NachrufNatürliche Autorität: Roman Geeser, Rektor und Politiker
Er war lange Jahre Rektor des Wirtschaftsgymnasiums und profilierter FDP-Grossrat: Vergangene Woche ist Roman Geeser nun im Alter von 81 Jahren gestorben. Der frühere FDP-Parteipräsident Daniel Stolz würdigt ihn.
Roman Geeser im Jahr 2012.
Bild: Martin Toengi / Archiv
Ich erinnere mich noch immer gut daran, als ich vor langer Zeit den Jungfreisinnigen Basel-Stadt als 17-Jähriger beigetreten bin. Da waren die Grossrätinnen und Grossräte natürlich schon etwas Spezielles – vor allem natürlich die eigenen. Sehr bald stach für mich einer hervor: Roman Geeser.

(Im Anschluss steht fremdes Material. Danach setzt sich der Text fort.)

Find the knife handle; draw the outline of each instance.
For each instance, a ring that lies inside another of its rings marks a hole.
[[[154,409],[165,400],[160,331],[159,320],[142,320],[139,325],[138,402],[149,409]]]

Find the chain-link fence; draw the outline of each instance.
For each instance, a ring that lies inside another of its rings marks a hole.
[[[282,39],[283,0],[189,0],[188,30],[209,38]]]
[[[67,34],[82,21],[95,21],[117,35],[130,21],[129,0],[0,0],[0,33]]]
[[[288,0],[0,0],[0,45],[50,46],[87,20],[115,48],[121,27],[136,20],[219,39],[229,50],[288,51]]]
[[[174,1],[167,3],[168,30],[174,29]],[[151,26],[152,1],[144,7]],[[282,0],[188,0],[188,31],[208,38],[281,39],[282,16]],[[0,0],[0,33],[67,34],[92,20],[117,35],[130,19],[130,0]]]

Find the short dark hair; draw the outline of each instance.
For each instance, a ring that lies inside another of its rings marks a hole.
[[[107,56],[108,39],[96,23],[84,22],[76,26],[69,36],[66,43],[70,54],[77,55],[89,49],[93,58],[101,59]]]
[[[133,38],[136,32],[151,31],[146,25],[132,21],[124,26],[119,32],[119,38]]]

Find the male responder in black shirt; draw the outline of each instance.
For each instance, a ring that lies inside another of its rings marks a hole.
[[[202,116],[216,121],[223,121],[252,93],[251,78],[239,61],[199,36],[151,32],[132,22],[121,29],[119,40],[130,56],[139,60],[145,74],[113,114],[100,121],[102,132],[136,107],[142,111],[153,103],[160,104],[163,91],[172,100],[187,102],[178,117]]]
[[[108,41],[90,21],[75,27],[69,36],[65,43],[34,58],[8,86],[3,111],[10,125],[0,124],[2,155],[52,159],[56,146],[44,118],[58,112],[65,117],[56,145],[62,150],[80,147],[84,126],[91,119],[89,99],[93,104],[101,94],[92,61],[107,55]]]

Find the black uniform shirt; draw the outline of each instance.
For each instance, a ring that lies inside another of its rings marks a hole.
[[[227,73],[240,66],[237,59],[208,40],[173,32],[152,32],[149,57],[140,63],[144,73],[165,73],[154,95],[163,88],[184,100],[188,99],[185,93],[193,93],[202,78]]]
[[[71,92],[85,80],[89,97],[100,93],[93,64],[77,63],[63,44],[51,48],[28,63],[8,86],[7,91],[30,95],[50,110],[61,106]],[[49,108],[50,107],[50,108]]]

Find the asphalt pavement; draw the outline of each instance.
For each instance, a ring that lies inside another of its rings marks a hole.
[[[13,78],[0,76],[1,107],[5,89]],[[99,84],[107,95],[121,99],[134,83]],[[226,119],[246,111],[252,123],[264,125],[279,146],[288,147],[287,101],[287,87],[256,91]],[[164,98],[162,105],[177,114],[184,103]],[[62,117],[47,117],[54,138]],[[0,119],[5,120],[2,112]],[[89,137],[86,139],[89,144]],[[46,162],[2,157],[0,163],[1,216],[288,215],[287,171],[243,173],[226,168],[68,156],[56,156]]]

Warum? Es war seine Art. Ja, er strahlte die natürliche Autorität eines Grossrates aus, aber ohne abgehoben oder gar zurückweisend zu wirken. Ganz im Gegenteil. Er ging auf die Menschen zu. Auch auf einen jungen, vorlauten Jungfreisingen und nahm ihn ernst. Man konnte mit Roman diskutieren – auch sehr kontrovers und das war bei uns beiden mehr als einmal der Fall. Ich schätzte an ihm gerade diesen Zug sehr.
Diese Art und Weise war auf seine Persönlichkeit zurückzuführen, aber er war auch durch seinen Beruf geprägt worden. Oder war es eher seine Berufung? Er engagierte sich als erfolgreicher Rektor des Wirtschaftsgymnasiums und der Wirtschaftsmittelschule enorm und prägte deren Weiterentwicklung sehr.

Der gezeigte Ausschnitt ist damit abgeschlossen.